“People are far more interested [in sound] than they were, but they still don’t really know what we do.” Eddy Joseph? He was part of the team that won a “Sound” BAFTA this year for Casino Royale.
When it comes to winning awards for cinematic achievement, other than the actors, the headlines are usually preoccupied with the skills that everyone recognises and understands — the directors, the writers and more recently the special effects wizards. The interest of your average film buff rarely, if ever, extends as far as the individuals who put together the soundtrack. As Eddy Joseph says, the advent of extras on DVDs has gone some way towards changing that.
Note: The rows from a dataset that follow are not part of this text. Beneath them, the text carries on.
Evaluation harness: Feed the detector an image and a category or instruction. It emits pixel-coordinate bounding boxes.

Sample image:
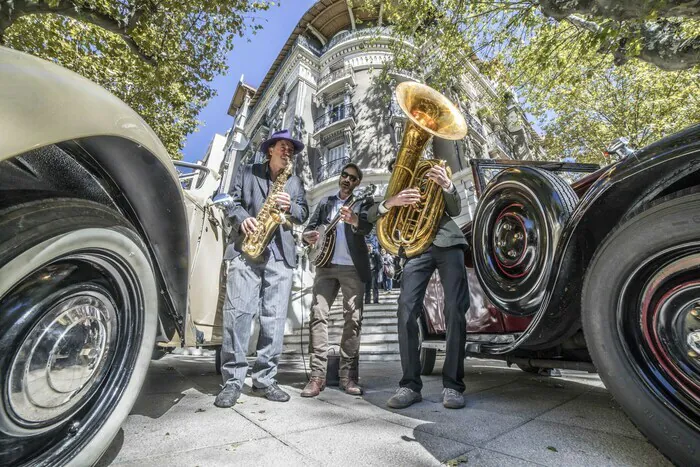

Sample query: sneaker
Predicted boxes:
[253,383,289,402]
[442,388,467,409]
[338,378,364,396]
[386,388,423,409]
[214,383,241,409]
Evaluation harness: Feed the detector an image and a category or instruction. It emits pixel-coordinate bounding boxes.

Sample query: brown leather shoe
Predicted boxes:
[301,376,326,397]
[339,379,364,396]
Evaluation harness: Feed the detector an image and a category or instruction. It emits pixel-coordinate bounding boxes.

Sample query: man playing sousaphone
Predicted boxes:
[214,130,309,407]
[367,83,469,409]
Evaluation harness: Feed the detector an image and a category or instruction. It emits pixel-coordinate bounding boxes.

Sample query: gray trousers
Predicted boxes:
[309,264,365,380]
[221,252,293,388]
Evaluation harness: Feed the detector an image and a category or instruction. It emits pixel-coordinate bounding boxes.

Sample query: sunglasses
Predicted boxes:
[340,171,359,183]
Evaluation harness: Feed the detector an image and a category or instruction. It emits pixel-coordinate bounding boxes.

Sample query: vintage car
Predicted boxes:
[419,133,700,465]
[0,47,226,466]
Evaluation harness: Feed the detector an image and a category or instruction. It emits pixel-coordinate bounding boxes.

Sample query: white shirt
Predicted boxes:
[331,193,355,266]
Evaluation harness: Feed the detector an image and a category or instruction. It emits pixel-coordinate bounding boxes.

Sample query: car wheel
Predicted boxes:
[472,167,578,316]
[418,317,437,375]
[582,193,700,465]
[0,199,158,466]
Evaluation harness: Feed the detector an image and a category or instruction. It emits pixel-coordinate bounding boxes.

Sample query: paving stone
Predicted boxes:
[446,448,541,467]
[103,438,319,467]
[282,419,473,466]
[365,393,528,445]
[484,420,671,467]
[235,386,366,436]
[537,392,644,440]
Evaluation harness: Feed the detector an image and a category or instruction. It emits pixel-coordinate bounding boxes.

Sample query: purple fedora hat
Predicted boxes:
[260,130,304,156]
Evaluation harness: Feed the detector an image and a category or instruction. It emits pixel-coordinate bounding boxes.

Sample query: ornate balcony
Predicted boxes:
[323,26,391,53]
[316,156,350,183]
[489,136,515,159]
[464,112,486,143]
[314,104,355,135]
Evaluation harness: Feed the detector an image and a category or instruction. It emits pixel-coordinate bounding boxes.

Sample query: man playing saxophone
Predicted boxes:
[368,165,469,409]
[214,130,309,407]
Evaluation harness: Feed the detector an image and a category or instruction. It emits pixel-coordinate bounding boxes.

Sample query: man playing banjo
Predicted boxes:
[301,163,374,397]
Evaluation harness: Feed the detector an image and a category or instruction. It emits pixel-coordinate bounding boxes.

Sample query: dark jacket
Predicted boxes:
[367,186,467,248]
[304,195,374,282]
[224,162,309,268]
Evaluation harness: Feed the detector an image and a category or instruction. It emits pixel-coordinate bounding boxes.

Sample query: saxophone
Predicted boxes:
[242,161,292,258]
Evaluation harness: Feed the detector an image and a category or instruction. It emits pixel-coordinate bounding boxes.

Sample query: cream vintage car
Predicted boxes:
[0,47,227,466]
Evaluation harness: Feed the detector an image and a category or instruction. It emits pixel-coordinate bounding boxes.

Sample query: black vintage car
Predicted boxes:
[420,125,700,465]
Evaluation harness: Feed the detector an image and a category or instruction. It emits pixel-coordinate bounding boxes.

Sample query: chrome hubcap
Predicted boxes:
[8,292,117,424]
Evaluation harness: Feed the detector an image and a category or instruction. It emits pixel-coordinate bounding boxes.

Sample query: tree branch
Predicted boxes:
[0,0,157,66]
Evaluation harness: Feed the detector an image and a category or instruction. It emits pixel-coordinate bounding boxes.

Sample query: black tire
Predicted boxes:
[0,199,158,466]
[472,166,578,316]
[582,193,700,465]
[418,317,437,375]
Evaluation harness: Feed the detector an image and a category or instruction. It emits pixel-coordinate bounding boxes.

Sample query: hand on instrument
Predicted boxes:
[241,217,258,235]
[340,206,360,227]
[426,165,452,190]
[384,188,420,208]
[275,191,292,211]
[302,230,319,245]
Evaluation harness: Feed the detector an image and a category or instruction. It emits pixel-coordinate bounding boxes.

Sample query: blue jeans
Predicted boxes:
[221,252,293,389]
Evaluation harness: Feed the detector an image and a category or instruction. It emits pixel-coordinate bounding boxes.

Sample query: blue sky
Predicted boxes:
[184,0,316,162]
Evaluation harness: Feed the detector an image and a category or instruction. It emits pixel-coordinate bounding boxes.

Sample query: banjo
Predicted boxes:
[308,184,376,268]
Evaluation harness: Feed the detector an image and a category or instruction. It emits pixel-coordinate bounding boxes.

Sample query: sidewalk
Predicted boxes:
[98,356,670,467]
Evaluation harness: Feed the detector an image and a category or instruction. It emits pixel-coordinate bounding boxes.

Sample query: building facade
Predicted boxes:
[221,0,538,344]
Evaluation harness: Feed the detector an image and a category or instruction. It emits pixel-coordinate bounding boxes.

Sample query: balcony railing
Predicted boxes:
[314,104,355,133]
[318,68,352,89]
[491,137,513,159]
[316,156,350,183]
[297,36,323,56]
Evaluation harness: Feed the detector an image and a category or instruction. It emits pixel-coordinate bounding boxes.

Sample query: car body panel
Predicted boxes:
[426,125,700,353]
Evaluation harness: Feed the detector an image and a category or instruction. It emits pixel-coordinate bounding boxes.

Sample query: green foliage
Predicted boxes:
[0,0,274,159]
[513,24,700,163]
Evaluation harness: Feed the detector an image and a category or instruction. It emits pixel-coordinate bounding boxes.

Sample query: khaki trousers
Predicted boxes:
[309,264,365,380]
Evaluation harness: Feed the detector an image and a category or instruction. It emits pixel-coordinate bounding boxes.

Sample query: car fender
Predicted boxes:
[525,125,700,347]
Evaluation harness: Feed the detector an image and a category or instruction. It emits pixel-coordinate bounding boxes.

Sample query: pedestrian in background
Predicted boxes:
[382,248,395,292]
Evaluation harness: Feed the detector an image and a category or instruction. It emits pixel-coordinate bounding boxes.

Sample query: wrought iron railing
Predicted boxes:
[389,97,406,118]
[316,156,350,183]
[318,68,352,89]
[297,36,323,56]
[314,104,355,132]
[491,137,513,159]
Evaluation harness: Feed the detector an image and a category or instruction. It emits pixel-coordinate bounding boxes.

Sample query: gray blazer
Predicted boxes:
[224,162,309,268]
[367,187,467,248]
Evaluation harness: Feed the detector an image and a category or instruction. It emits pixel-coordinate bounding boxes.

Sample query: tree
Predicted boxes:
[378,0,700,162]
[0,0,274,158]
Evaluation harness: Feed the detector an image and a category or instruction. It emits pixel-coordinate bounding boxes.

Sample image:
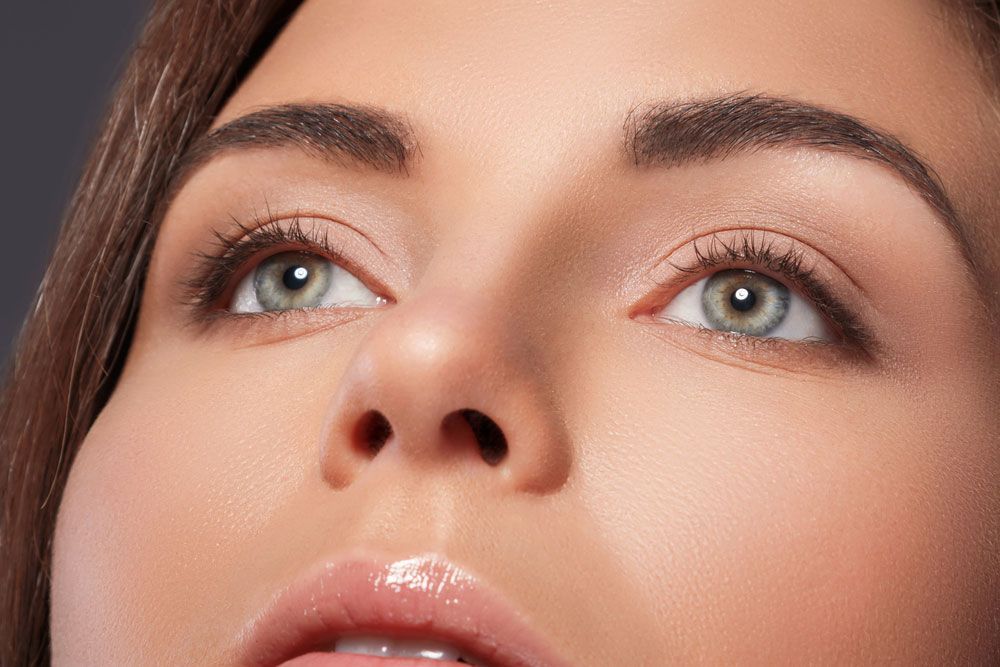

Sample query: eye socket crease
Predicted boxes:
[164,92,990,326]
[623,92,987,296]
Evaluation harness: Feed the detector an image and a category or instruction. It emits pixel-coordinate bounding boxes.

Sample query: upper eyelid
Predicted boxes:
[648,228,876,349]
[181,216,354,309]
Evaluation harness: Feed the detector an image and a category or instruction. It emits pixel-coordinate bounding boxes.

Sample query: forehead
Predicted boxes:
[222,0,982,136]
[216,0,1000,244]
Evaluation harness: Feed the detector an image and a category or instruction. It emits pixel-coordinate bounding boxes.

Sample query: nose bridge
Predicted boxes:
[322,288,571,493]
Eddy has been working with sound for over twenty-five years; he knows better than most that moviegoers tend to be more interested in CGI or animatronics. “There are lots of programmes on TV about the making of so-and-so, but that basically means the visual effects, it’s not generally about how we do a soundtrack.” Many don’t realise that the sound involves so much more than the music, they don’t appreciate what else is involved. As Eddy points out, “I think people do assume that the sound that’s recorded at the time [of shooting], is the final sound of the film. That’s so far away from the truth — you can replace 90% of it.”
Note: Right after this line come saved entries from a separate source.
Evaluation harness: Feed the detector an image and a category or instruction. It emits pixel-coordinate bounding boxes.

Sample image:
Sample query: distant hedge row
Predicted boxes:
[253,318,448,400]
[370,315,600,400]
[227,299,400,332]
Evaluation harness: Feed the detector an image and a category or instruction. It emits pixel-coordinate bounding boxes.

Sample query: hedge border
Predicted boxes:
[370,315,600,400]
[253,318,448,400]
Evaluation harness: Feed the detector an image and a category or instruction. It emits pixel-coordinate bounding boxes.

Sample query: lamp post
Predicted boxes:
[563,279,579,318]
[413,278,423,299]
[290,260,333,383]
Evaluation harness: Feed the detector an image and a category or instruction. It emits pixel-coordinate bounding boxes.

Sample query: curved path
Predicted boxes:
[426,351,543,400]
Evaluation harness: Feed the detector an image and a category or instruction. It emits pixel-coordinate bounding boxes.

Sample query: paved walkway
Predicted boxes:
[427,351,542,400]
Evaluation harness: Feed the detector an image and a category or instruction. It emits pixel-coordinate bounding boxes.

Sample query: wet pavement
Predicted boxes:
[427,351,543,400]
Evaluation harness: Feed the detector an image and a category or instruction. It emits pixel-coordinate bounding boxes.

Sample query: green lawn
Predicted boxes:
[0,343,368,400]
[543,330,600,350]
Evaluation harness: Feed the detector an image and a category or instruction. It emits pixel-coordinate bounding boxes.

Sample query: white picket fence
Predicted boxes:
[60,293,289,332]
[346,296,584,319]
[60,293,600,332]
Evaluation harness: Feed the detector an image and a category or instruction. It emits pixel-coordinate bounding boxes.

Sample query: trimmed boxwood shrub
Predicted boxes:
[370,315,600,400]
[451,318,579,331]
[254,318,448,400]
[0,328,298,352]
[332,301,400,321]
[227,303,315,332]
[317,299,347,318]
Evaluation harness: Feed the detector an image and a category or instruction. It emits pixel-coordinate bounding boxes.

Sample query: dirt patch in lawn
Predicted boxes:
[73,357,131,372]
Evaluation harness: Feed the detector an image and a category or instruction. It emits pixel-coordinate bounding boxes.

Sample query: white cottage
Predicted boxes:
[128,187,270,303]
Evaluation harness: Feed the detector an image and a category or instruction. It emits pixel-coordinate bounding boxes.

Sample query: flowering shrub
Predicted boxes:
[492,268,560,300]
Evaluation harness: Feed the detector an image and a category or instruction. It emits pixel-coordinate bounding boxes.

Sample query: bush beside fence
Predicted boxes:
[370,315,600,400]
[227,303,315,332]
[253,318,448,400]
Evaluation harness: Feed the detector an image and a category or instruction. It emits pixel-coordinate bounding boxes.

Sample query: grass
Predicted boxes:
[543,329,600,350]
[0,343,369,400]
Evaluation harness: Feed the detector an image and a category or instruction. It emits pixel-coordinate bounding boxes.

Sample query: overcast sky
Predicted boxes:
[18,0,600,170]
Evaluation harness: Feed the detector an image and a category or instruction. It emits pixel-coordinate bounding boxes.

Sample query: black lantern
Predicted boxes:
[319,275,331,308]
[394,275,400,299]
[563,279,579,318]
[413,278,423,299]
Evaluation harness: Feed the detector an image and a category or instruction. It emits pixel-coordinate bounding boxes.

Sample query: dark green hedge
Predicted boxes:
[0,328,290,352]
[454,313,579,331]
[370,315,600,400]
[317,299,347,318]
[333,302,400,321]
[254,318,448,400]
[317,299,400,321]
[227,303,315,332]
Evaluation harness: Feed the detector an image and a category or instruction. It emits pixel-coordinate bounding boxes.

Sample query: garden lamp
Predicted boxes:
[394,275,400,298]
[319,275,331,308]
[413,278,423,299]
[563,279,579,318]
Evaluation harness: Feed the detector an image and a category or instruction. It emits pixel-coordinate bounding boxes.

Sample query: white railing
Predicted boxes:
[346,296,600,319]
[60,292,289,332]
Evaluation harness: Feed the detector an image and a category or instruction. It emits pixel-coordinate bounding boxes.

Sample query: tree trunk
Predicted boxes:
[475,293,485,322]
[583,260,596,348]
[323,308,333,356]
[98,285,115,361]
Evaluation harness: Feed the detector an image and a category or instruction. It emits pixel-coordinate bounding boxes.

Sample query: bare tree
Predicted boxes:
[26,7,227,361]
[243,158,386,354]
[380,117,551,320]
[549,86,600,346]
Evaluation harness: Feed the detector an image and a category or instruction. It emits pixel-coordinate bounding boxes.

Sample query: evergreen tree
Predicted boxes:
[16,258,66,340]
So what is the mark of an award-winning soundtrack? For Eddy it’s all in the detail.
“For [Casino Royale], I think we did two or three of the biggest sound effect sequences that have ever been done on British movies, they were massive scenes. Yes, it’s difficult to get them right and good, but they’re not difficult to do — you can record cars, enhance the sounds of guns and houses falling down. But injecting the nuance is what makes the scene for me.”
Does that mean that an audience should notice the sound? As far as Eddy is concerned that “depends totally on the film. You can’t imagine a Star Wars without the sound effects… The Matrix was innovative and yes, you should be aware of it because it’s part of the experience. But, generally, the sound is part of the story telling, or part of the atmosphere and no you shouldn’t [concentrate on the sound] and nor should you really notice the music unless there’s a particular reason for it. I think there’s too much music in films. There’s a fear that directors and producers generally have, that you can’t afford to leave one frame without something on it. I love silence. I’m great advocate for light and shade in sound and if there’s anything I’ve done in my career it’s to try to advocate that.”
Luckily for cinemagoers, despite the fact that few appreciate what a sound editor does, Eddy is still compellingly passionate about cinematic soundscapes – the “nuance”, the “light and shade”. But as he concludes, attitudes within the industry are changing. “There is still an element of fun, but it’s getting harder because the schedules keep changing and the parameters change. It’s not as enjoyable I don’t think, which is a shame, people try to spend less money on sound, thinking that we can do more in the cutting rooms than we used to. They’re throwing that money into the visual effects now.”
Even though we may not realise it, we have reached a point where we take the sound at the cinema for granted. Let’s hope that those who hold the purse strings don’t do the same. Creating a soundtrack involves so much more than pressing a button marked “record.” There is a great deal of ingenuity and talent involved, both of which serve to enhance our experience of watching a film. Without people like Eddy Joseph, films would look the same, but they wouldn’t sound as good. We would lose the light and shade, the sounds of silence, and be left with just the crash, bang and wallop.